Murray Darling
The Murray-Darling region, as its name implies, stretches along the Murray River, on both sides in fact. It is in north-west Victoria and also western New South Wales, but is mostly on the Victorian side of the border. The main centre is Mildura, with Red Cliffs, Robinvale, Euston and Merbein also significant.
The local Aboriginal people who lived within the region were known as the Latje Latje and Yerre Yerre. In 1830, Charles Sturt came upon the river he named the Murray, after George Murray (another English politician of the time), not realising that Hume and Hovell had already discovered the same stream and given it the name Hume. Soon after this, sheep were brought into the district and the area began to be supplied by the many paddle steamers that once plied up and down the Murray, making it, as a visiting Mark Twain in the 1880’s thought, a river system comparable to the Mississippi. But this was not to be as the railways gradually destroyed the need for the river as a transport system.
The Murray-Darling region continued as sparsely settled grazing land until the development of large scale irrigation. This occurred when a Canadian named George Chaffey began to transform the Murray grazing land into a rich agricultural region. He began at a sheep station at Mildura where a settlement was established in 1887. Mildura is an Aboriginal word meaning either ‘red sand’ or ‘sore eyes’. Despite rabbit plagues and other difficulties, the new town of Mildura grew and is today a major regional centre of over 50,000 people.
With irrigation, vineyards soon began to develop around Mildura, as well as at Red Cliffs and Euston; the warm climate and constant, plentiful water making the Murray-Darling region, like the NSW region of Riverina, one of the largest wine producing regions in Australia. Today it has some 1,300 growers and over 23,000 hectares are planted in vineyards.
The Murray-Darling region reaches from Balranald in New South Wales to the South Australian border, a distance of some 350 kms, and also includes parts of the Darling and Murrumbidgee Rivers. The climate is hot, with long hours of sunshine, low humidity and such low rainfall that without irrigation all growing would cease. Frosts are not a problem, and overall disease has little impact.
The emphasis in the Murray-Darling region is on Chardonnay and Cabernet Sauvignon, though a range of grape varieties are grown, with fortifieds such as Muscat Gordo Blanco, Semillon and Colombard also produced. In fact more Chardonnay is produced by the Murray-Darling region than anywhere else in Australia. One winery responsible for this fact is also one of the largest winemakers in Australia, Simeon Wines, which in 2001 made 125 million litres of wine, or some 12% of Australia's total production. It has many wineries, and that at Buronga Hill near Mildura was established in 1984. Buronga Hill sources its grapes from over 500 local growers and uses modern, high-tech methods to transform them into wine.

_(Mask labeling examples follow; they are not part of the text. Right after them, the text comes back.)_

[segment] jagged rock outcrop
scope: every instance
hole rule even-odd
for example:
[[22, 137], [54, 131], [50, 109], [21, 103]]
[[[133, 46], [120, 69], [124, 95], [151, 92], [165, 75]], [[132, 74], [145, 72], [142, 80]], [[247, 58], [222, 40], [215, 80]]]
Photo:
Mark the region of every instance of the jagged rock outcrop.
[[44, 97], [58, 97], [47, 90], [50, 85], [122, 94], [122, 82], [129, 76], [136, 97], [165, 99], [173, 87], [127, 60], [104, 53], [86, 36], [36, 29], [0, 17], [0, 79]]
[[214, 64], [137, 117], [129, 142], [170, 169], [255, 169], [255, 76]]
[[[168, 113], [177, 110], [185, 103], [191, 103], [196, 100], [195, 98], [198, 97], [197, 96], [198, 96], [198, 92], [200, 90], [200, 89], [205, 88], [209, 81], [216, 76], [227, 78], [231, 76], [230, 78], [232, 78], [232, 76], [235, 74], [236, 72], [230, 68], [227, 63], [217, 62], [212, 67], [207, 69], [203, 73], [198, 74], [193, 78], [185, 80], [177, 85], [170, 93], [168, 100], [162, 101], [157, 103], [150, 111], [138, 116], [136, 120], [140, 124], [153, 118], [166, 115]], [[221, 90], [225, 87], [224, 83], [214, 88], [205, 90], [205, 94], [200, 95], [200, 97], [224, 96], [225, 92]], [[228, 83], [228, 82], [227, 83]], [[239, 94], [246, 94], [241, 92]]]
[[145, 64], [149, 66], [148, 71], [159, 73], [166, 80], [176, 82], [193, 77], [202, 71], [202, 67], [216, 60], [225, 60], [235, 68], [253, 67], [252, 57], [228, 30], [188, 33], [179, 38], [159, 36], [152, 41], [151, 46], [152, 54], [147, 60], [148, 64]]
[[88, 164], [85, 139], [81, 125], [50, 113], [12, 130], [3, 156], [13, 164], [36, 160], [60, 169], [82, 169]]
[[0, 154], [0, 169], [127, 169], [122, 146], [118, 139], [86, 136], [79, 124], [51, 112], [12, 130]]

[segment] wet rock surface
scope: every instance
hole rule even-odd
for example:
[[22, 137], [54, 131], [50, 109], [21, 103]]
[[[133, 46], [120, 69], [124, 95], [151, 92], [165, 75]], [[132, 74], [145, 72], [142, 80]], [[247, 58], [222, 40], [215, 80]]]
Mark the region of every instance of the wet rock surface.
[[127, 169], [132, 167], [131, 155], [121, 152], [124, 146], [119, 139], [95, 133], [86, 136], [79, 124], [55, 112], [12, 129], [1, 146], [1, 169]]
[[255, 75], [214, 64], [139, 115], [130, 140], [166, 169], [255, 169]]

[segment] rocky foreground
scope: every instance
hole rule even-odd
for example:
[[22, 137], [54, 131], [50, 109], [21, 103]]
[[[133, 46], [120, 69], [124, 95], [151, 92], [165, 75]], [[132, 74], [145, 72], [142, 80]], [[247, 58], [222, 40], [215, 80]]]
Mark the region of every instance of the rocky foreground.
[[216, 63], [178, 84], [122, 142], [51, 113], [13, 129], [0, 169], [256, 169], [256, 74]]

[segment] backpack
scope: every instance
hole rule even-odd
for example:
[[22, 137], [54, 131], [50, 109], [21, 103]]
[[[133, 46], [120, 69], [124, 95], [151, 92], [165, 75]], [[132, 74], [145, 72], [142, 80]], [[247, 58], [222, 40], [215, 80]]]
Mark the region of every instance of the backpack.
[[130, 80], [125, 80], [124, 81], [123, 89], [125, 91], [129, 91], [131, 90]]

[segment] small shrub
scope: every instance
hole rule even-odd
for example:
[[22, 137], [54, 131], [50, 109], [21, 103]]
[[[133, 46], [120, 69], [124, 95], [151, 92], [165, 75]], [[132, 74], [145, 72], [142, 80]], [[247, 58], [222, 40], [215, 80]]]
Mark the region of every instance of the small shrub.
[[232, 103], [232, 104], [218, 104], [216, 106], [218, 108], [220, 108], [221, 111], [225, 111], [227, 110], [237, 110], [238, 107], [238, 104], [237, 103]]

George Chaffey not only brought irrigation to the Murray-Darling region but with his brother, W. B. Chaffey, established Chateau Mildura to produce wines. This venture ceased many years ago but was reborn when the historic building was purchased by Lance Milne and converted into a boutique winery. Part of the building is now also a museum. Also related to the Chaffey brothers in another sense is Brockville Wines. This label is named after a town in Canada where the Chaffey brothers originated, the reason for this being that the owner of Brockville Wines is the grandson of W. B. Chaffey. The Brockville vineyard is only a few kilometres from the original winery and has been growing grapes since 1975, and doing so under their own label since 1999.
Situated in an impressive Tuscan style cellar door, the Oak Valley Estate Boutique Winery is on the site of one of Mildura's earliest farms, the Kia Ora Dairy. Owned and operated by the De Blasio family, the winery specialises in some of the less common table wines such as Grenache, Muscatel and Black Muscatel. Local jams and preserves, dried fruits and olive oils, all grown and processed on the Oak Valley Estate are also available.
A final winery of note is that of Mr. & Mrs. George Caracatsanoudis, who established Robinvale Organic Wines in 1976. Here are to be found a range of biodynamic, organic and preservative-free wines as well as non-alcoholic beverages and grape juices. The Robinvale winery is built of Mt. Gambian limestone and is designed to resemble a Greek temple; the limestone ensuring a cool temperate cellar.
Stefano De Pieri, in his fascinating TV series, A Gondola on the Murray, demonstrated to the world the diversity of the Murray-Darling region in terms of foods and fine wines. Visitors can get a taste of this diversity at events such as the Mildura Country Music Festival in October, and the Mildura Jazz, Food and Wine Festival in November.
Chardonnay is far and away the most important product of the region, while the increasing popularity of red wine has meant more plantings of Shiraz and Cabernet Sauvignon. Colombard is a table wine much produced by the Murray-Darling region, as are many excellent fortified wines.